Typical estimation steps

  1. Fit a mean model (e.g., autoregressive model) to capture predictable returns.
  2. Compute residuals and examine autocorrelation in squared residuals.
  3. Specify and estimate a GARCH(p,q) model; test parameter significance and model diagnostics (e.g., standardized residuals, Ljung–Box on squared residuals).
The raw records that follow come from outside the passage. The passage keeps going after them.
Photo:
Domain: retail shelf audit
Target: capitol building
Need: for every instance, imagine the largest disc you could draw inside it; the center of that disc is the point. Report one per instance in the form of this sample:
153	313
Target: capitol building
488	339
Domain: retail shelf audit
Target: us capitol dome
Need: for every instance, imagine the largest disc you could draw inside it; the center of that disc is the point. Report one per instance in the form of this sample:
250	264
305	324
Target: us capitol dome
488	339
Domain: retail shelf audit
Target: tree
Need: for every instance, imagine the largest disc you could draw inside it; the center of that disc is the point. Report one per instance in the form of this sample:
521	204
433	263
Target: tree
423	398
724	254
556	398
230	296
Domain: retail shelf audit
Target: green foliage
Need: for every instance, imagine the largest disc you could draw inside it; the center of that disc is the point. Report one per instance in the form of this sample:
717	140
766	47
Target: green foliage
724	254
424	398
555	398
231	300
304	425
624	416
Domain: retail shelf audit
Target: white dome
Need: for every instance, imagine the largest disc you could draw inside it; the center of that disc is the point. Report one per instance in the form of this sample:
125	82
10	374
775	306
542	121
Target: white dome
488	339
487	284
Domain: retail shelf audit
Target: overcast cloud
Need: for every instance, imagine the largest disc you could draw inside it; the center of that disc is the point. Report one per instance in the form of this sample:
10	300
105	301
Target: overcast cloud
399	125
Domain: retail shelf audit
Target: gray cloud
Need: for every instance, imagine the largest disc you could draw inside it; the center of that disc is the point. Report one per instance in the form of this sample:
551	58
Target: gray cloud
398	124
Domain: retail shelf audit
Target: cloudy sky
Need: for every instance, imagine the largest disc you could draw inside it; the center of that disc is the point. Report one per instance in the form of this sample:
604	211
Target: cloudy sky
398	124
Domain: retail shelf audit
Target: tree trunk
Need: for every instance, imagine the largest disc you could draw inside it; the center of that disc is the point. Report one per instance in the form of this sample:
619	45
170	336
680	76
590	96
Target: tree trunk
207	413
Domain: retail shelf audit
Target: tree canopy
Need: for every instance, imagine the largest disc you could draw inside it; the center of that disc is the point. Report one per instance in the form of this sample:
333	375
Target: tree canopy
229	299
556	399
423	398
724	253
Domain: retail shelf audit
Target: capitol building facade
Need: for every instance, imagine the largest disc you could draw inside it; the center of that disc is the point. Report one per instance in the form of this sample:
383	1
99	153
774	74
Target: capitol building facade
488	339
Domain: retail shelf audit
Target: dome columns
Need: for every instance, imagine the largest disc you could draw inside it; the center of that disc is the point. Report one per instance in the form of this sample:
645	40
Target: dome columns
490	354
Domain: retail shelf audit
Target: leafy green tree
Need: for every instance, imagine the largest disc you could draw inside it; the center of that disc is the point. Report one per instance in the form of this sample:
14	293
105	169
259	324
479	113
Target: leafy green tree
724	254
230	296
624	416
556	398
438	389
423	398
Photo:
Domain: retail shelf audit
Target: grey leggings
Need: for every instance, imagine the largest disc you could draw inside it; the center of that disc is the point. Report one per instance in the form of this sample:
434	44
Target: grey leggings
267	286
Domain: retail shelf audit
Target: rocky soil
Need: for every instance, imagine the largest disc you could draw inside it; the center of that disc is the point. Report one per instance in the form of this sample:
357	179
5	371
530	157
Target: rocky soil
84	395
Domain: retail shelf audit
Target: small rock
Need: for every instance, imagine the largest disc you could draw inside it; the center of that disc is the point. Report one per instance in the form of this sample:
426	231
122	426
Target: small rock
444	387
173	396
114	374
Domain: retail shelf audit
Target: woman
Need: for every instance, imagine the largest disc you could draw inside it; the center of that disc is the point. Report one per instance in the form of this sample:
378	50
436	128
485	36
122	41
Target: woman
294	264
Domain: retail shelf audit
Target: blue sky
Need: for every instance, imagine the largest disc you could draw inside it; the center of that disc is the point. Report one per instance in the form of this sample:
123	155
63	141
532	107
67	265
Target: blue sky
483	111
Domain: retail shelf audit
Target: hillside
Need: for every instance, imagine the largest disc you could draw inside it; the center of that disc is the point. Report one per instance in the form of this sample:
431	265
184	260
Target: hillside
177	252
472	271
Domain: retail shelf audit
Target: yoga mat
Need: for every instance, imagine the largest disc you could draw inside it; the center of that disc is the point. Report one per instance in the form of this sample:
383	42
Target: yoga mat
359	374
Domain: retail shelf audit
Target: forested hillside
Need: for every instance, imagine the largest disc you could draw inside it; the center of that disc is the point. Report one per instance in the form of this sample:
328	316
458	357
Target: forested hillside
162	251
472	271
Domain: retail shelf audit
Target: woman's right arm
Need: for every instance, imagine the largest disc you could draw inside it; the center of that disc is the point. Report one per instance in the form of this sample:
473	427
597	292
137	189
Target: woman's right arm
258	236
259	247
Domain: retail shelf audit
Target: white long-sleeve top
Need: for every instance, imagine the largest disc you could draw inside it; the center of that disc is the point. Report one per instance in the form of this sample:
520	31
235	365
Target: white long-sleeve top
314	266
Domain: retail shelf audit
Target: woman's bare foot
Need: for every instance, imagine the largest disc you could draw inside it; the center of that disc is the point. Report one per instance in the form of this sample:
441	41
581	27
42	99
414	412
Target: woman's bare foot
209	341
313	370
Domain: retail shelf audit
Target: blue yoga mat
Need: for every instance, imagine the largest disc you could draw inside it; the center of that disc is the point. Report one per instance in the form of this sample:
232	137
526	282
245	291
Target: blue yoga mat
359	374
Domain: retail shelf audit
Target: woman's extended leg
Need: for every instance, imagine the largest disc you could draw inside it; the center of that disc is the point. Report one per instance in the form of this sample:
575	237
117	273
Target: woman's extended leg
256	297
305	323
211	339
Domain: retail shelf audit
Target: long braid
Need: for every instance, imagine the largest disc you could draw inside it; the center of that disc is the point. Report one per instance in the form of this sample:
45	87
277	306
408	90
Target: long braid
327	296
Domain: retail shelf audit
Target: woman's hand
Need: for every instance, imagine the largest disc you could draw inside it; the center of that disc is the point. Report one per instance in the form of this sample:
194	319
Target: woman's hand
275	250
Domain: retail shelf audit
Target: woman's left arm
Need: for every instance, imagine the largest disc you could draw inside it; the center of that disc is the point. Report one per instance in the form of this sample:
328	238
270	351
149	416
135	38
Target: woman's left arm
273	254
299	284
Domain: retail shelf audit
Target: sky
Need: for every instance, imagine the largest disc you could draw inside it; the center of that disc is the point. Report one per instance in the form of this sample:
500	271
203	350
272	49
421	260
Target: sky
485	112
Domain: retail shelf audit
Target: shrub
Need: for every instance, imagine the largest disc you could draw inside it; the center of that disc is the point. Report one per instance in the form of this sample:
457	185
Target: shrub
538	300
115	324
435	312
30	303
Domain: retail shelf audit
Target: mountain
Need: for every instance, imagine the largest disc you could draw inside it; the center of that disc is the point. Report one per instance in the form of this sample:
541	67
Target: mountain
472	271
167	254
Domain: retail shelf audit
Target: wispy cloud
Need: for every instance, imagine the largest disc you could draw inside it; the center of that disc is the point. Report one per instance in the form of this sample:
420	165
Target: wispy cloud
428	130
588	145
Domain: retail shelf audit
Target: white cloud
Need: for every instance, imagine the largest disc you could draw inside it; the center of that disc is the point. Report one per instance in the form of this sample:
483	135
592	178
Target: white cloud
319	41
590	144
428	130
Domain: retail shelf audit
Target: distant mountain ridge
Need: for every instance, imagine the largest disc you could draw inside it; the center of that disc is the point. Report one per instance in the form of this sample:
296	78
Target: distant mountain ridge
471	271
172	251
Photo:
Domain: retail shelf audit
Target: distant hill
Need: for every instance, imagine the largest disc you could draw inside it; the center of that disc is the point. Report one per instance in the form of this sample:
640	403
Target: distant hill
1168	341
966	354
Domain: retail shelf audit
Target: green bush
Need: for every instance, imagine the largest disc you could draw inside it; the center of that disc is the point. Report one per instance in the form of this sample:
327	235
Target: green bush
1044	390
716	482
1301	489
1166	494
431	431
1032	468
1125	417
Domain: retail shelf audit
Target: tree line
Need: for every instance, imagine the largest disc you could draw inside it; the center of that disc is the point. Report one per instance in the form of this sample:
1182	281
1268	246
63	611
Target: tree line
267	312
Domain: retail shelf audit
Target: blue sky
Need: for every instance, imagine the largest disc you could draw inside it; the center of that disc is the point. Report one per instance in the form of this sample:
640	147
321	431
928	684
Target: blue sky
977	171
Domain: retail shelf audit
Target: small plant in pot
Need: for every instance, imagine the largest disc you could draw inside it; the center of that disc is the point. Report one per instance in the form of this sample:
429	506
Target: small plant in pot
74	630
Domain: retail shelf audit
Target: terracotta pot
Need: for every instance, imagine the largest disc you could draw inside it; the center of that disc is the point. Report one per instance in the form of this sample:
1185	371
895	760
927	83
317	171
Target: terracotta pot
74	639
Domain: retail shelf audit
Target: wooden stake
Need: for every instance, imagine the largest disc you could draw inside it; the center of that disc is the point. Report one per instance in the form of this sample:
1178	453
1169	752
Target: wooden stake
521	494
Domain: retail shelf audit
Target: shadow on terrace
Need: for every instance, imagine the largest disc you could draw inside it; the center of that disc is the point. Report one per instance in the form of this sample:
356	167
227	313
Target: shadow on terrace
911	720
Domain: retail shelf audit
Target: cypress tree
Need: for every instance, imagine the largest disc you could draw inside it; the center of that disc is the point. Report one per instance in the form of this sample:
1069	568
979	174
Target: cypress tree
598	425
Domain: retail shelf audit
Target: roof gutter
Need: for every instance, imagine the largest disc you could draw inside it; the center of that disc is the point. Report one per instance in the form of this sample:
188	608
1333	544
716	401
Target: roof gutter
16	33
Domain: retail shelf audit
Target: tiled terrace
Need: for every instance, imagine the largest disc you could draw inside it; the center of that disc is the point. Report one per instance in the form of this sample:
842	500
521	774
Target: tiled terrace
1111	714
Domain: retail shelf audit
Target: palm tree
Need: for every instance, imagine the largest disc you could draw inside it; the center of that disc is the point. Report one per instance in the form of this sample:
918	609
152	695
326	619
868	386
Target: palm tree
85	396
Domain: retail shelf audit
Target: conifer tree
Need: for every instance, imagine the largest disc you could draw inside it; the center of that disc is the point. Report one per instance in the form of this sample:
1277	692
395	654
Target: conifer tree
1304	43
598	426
Comparison to other volatility methods

  • Historical volatility (simple standard deviation of past returns): easy to compute but treats past observations equally and ignores evolving dynamics.
  • Exponentially weighted moving average (EWMA): gives more weight to recent observations but lacks the explicit autoregressive variance specification of GARCH.
  • Homoskedastic OLS: assumes constant variance and misses volatility clustering and persistence.

Practical applications

  • Volatility forecasting for risk metrics (Value-at-Risk, expected shortfall).
  • Option pricing and implied volatility analysis.
  • Portfolio optimization and dynamic asset allocation that incorporate changing risk.
  • Stress testing and scenario analysis — helps quantify how volatility can evolve during crises.
  • Multivariate GARCH models capture time-varying covariances across assets for portfolio risk aggregation.

Extensions and variants

  • EGARCH and GJR-GARCH: allow for asymmetry (leverage effects) where negative shocks raise volatility more than positive shocks.
  • Multivariate GARCH (MGARCH): models time-varying covariances among multiple series.
  • Component-GARCH, FIGARCH: capture long memory or multiple volatility components.

Limitations and cautions

  • Model risk: results depend on specification (order p,q and chosen variant).
  • Assumed error distributions (often normal) may understate tail risk; using t-distributions or other heavy-tailed errors helps.
  • GARCH models improve volatility modeling but do not eliminate the possibility of extreme, unpredictable events.
  • Requires adequate data for stable estimation; parameters can change over regimes.

Conclusion

GARCH provides a practical, widely adopted framework for modeling time-varying volatility in financial markets. By incorporating past shocks and past variances, it captures volatility clustering and persistence that constant-variance models miss. Proper model selection, diagnostics, and awareness of limitations (heavy tails, regime shifts) are essential for reliable forecasting and risk management.